Building the “Conscious Indifference” Record in a Family Case
- Plead (and be prepared to support) a direct-liability theory: negligent supervision, negligent training, failure to enforce rules, knowing exposure of a child to risk, or ratification of unsafe conduct.
- Use deposition outlines that connect training/policy to real-world deviations (“What were you trained to do?” “Who evaluated you?” “What metrics mattered?”).
- Request the minimum set of records that prove expectations + compliance culture (job description, trainings, evaluations).
- Anticipate privacy objections and propose surgical redactions and confidentiality to keep the court focused on relevance.
Citation
In re Old Dominion Freight Line, Inc., No. 05-25-01546-CV (Tex. App.—Dallas Mar. 18, 2026) (mem. op.) (orig. proceeding).
Full Opinion
Family Law Crossover
In family litigation, the “weaponization” value of this opinion is its disciplined roadmap for getting behind a party’s curated narrative that “we admitted X, so Y is irrelevant.” When child-safety, supervision capacity, or intentional misconduct is in play, you can frame targeted personnel/training/evaluation materials as circumstantial proof of what the actor (or the institution around the actor) knew, what standards were communicated, and what deviations were tolerated—the building blocks of an indifference/intent theory.
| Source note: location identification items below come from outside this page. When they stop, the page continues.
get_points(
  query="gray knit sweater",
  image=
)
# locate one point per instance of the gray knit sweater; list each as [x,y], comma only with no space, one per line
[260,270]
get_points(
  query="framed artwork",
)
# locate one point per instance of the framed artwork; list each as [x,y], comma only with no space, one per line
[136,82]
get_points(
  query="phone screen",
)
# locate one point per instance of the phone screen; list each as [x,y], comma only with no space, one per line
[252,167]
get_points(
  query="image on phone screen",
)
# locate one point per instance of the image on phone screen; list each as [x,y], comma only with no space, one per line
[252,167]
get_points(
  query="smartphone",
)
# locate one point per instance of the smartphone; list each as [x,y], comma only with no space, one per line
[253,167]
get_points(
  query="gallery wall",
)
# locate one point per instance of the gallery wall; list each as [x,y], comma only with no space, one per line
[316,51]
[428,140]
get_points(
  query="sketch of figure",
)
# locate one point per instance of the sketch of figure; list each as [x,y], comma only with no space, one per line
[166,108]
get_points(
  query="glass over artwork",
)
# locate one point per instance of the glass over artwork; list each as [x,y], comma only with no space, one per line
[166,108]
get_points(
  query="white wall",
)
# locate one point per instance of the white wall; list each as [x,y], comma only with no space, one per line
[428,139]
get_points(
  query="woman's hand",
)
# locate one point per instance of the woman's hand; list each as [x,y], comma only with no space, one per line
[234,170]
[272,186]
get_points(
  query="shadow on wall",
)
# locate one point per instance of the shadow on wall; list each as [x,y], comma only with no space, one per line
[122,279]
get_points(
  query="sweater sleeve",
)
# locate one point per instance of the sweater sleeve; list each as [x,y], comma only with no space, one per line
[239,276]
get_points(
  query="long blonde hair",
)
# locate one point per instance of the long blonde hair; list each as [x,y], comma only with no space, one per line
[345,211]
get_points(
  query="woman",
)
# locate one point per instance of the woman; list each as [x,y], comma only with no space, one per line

Just as the court refused to treat a respondeat superior stipulation as a discovery kill switch, a family court should be urged to treat partial stipulations (or proposed issue-narrowing) as insufficient to block narrowly tailored discovery that goes to direct conduct, knowledge, and enforcement culture—especially where you offer protective orders and redactions that address legitimate privacy concerns while preserving access to the probative core.